JAKARTA – Adanya perintah kepada Bulog untuk melakukan impor bawang putih tanpa wajib tanam, seharusnya tidak dilanjutkan. Sebab, selain diskriminatif bagi pihak swasta dan berpotensi ekonomi rente, kebijakan ini berpotensi bermasalah di dunia internasional.
Pengamat Ekonomi perdagangan internasional dari Universitas Indonesia Fithra Faisal mengatakan, cara ini dapat mendistorsi pasar nasional. Sehingga, Kementan dan Kemendag diminta pula tidak menerbitkan rekomendasi, sekaligus izin impor untuk bawang putih kepada Bulog.
“Dalam hal ini pilihan paling bijak adalah meng-hold (izin), baik dari Kementerian Pertanian maupun dari Kementerian Perdagangan,” ujar Fithra Faisal, kepada wartawan di Jakarta, Rabu (27/3).
Dia meminta, Komisi Pengawas Persaingan Usaha (KPPU) Harus bersinergi dengan kedua kementerian tersebut. Sehingga, jalan keluar nondiskriminatif dari masalah kurangnya pasokan bawang putih nasional dapat teratasi.
Fithra mengingatkan, kebijakan yang mengarah pada perbedaan perlakuan antar pengusaha maupun BUMN tidak seharusnya terjadi. Sebab, kebijakan tersebut seharusnya didiskusikan dulu dengan pelaku usaha agar ada kesepakatan.
Dia memaparkan, perbedaan perlakuan impor bawang putih oleh Bulog yang tidak perlu menanam 5% dari volume impor dinyatakan Fithra dan ekonom Faisal Basri, melanggar prinsip diskriminasi internasional yang dikeluarkan WTO. Hal sama juga dikritisi oleh peneliti dari Lembaga Riset Visi Teliti Saksama Nanug Pratomo.
Pengamat ekonomi Faisal Basri menyatakan, rencana pemberian wewenang impor bawang putih kepada Bulog sebagai tindakan rente.
Ia bahkan menyebutkan kesalahan tindakan Bulog dalam melaksanakan tugasnya sebagai lembaga stabilisasi harga pangan tidak hanya terjadi pada kasus bawang putih, melainkan juga pada kontrol bahan pangan lainnya, seperti gula, garam, hingga ban.
“Jadi memang sudah rusak. Bulog bikin pabrik pakan ternak atau memproduksi pakan ternak, emangnya dia apa sih? Bulog kan lembaga stabilisasi harga yang dilakukan dengan cara dia beli di pasar kalau harga anjlok, melimpah. Dan dia jual ke pasar kalau terjadi kelangkaan.
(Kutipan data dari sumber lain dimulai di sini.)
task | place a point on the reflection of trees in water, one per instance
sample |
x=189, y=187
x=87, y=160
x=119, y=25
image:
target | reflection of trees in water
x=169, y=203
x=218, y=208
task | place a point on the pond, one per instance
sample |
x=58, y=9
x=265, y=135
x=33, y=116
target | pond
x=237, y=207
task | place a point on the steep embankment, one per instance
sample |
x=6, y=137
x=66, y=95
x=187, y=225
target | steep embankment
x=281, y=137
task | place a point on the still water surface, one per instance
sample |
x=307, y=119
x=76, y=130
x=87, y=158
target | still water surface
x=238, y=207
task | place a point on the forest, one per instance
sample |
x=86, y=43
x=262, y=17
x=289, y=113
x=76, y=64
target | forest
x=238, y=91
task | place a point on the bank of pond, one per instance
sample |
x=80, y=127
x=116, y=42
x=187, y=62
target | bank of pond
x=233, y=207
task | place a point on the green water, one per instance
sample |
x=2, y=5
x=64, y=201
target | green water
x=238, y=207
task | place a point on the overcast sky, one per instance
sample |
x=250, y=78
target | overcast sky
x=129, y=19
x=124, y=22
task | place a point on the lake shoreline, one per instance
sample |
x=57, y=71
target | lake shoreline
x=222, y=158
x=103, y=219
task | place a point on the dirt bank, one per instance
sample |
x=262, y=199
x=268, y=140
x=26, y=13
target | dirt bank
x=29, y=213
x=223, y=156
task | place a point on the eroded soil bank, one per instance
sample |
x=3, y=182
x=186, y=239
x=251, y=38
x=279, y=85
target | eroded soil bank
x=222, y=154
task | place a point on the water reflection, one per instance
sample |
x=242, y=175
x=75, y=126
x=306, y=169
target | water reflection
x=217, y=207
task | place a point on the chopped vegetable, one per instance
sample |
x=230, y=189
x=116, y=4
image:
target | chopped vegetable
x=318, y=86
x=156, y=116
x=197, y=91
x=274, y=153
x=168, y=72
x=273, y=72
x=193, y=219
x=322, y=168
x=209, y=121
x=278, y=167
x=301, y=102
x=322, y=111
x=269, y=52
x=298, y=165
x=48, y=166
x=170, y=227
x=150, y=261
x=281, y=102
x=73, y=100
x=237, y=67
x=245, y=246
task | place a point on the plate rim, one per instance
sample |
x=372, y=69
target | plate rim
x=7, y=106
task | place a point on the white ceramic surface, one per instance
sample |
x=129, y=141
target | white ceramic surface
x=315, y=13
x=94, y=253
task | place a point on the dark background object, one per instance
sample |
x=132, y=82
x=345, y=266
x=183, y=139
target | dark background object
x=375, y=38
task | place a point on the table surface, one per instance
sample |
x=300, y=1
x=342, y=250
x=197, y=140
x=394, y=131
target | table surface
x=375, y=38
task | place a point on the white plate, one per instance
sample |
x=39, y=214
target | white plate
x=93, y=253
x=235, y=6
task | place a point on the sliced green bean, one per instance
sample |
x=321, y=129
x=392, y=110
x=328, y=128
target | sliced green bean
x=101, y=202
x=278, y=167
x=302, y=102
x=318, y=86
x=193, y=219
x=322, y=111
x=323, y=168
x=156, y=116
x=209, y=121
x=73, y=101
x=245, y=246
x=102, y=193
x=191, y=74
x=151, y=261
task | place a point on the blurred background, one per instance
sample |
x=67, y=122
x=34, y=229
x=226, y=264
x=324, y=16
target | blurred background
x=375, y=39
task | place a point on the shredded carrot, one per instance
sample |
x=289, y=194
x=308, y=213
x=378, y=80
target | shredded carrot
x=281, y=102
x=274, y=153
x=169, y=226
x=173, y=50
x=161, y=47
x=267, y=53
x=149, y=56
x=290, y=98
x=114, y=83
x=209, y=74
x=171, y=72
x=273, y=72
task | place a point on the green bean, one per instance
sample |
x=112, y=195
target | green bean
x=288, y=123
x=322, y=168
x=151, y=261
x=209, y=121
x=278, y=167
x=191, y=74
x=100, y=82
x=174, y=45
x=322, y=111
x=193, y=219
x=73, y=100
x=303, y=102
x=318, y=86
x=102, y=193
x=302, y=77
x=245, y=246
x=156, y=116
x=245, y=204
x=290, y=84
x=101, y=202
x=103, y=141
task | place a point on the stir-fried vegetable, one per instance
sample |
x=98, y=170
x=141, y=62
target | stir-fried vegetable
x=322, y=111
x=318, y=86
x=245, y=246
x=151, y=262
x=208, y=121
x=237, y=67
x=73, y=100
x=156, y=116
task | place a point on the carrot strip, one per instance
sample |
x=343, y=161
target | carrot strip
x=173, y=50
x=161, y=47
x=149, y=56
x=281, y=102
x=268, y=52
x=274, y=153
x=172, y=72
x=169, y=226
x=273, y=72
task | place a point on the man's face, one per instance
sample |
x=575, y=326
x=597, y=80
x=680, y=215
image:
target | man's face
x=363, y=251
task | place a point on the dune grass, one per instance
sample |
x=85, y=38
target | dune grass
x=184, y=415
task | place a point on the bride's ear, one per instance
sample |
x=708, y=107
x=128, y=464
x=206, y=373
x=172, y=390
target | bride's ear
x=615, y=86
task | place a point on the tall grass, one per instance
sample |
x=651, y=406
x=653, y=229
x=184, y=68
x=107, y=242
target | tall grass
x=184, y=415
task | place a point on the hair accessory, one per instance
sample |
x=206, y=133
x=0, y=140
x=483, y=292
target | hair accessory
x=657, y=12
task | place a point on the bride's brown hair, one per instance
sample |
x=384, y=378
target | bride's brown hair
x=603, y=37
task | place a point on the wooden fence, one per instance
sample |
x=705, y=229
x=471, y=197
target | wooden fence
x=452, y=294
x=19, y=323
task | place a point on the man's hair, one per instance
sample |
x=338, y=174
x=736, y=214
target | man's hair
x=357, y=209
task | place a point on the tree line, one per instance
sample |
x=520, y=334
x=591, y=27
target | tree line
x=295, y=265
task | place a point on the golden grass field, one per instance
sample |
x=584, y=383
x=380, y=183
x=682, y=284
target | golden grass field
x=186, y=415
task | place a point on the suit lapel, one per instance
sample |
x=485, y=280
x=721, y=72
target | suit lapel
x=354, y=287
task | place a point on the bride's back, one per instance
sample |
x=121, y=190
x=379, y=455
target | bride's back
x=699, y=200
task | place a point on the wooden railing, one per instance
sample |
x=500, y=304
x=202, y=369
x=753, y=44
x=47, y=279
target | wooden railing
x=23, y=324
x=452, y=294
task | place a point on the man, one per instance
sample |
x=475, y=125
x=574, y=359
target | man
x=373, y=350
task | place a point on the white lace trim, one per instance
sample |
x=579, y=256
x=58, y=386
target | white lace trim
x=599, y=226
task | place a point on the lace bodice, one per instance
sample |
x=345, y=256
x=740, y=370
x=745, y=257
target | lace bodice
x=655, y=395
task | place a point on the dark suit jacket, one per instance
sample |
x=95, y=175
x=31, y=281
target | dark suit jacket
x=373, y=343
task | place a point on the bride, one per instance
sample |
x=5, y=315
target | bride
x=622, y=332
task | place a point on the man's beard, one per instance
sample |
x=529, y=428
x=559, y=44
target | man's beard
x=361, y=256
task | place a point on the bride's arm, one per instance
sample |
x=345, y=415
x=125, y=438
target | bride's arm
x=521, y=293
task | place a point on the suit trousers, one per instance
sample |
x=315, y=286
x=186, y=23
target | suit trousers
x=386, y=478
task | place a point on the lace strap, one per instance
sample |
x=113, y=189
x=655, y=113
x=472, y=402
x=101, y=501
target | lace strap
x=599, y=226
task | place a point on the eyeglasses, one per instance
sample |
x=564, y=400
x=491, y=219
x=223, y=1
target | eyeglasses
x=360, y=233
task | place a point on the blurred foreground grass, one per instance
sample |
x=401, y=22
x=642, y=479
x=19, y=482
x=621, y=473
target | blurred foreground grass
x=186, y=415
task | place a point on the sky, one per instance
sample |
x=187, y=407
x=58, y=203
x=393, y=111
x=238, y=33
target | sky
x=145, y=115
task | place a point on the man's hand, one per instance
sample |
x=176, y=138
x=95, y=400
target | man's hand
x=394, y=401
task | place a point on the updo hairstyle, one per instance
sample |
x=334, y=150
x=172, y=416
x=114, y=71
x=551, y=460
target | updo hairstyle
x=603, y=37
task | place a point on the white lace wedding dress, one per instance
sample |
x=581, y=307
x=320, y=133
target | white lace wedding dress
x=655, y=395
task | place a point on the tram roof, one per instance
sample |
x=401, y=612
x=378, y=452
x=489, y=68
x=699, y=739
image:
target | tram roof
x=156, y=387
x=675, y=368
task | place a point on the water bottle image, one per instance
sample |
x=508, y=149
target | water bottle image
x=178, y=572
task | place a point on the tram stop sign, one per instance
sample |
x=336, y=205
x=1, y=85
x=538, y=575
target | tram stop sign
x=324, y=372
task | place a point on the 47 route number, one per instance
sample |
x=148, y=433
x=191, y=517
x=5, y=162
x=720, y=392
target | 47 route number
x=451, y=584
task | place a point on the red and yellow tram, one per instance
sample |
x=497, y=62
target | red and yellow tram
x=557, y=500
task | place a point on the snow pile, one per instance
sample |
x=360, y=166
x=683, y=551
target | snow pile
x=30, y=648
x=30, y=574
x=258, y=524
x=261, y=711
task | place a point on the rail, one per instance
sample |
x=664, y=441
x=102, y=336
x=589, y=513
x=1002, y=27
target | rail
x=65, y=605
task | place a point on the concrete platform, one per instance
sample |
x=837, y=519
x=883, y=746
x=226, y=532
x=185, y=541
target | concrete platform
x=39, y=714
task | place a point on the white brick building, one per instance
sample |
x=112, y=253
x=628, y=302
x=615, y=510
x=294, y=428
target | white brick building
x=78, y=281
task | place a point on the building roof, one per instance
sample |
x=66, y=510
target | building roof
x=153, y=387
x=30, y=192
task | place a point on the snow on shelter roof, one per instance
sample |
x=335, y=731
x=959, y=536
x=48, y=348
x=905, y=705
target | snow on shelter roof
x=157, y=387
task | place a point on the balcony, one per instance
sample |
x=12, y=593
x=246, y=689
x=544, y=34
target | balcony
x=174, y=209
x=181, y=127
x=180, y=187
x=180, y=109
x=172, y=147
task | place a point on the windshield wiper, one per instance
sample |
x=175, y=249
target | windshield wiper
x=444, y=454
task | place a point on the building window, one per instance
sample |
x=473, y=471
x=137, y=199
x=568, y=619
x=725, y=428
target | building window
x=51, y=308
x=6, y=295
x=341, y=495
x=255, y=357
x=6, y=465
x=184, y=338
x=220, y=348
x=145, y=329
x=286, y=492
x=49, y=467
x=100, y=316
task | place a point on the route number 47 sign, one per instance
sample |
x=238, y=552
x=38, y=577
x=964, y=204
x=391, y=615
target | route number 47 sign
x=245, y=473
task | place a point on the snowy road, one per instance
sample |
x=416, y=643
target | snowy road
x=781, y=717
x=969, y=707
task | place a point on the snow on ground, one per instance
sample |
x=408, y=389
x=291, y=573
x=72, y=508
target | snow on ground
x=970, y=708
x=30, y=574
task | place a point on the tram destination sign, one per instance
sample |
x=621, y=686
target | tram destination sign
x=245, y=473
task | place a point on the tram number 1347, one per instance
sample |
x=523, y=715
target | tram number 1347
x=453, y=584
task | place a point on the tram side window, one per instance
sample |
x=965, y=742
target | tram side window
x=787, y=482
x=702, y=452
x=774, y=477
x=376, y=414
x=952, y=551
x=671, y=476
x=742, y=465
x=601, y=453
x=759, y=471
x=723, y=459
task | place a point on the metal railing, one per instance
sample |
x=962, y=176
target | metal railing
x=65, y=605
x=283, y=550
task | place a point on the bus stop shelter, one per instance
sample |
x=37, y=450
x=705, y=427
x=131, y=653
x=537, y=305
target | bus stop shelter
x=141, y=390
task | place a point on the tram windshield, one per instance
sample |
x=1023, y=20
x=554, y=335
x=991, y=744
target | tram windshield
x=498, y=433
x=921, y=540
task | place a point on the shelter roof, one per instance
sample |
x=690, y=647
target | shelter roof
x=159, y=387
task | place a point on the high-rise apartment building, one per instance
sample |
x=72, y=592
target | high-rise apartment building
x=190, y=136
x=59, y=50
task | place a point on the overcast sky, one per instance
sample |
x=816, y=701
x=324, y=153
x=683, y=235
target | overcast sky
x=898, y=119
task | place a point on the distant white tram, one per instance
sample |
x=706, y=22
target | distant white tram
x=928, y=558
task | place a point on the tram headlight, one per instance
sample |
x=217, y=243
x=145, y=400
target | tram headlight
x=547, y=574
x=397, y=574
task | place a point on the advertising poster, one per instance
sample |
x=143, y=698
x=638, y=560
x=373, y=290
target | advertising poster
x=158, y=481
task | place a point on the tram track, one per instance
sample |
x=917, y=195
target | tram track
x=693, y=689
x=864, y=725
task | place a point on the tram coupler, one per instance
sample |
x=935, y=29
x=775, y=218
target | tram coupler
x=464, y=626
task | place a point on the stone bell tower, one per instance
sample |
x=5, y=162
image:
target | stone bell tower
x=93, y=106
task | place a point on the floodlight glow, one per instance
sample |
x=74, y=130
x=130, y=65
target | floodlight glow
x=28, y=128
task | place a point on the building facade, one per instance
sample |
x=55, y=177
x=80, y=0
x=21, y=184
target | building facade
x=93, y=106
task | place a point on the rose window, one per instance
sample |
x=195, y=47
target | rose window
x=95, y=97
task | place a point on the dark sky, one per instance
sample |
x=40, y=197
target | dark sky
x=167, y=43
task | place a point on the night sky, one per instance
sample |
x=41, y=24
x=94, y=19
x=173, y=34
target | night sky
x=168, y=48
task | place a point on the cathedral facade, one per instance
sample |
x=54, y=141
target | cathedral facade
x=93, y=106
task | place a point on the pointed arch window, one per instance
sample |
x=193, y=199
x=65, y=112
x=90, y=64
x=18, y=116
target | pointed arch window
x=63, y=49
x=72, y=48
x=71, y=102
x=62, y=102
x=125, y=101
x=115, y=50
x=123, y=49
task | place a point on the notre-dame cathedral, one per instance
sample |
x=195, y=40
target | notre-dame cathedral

Kalau dia punya pabrik itu kan namanya sudah zalim dia,” tegas Faisal.
Sementara, Nanug Pratomo mengkritisi, diskresi kepada Bulog terkesan sebagai penyelewengan atas tugas utama Bulog. Seperti juga Faisal Basri, Nanug mengingatkan, dasar pembentukan Bulog sendiri bukanlah sebagai perusahan dagang, apalagi untuk keperluan impor.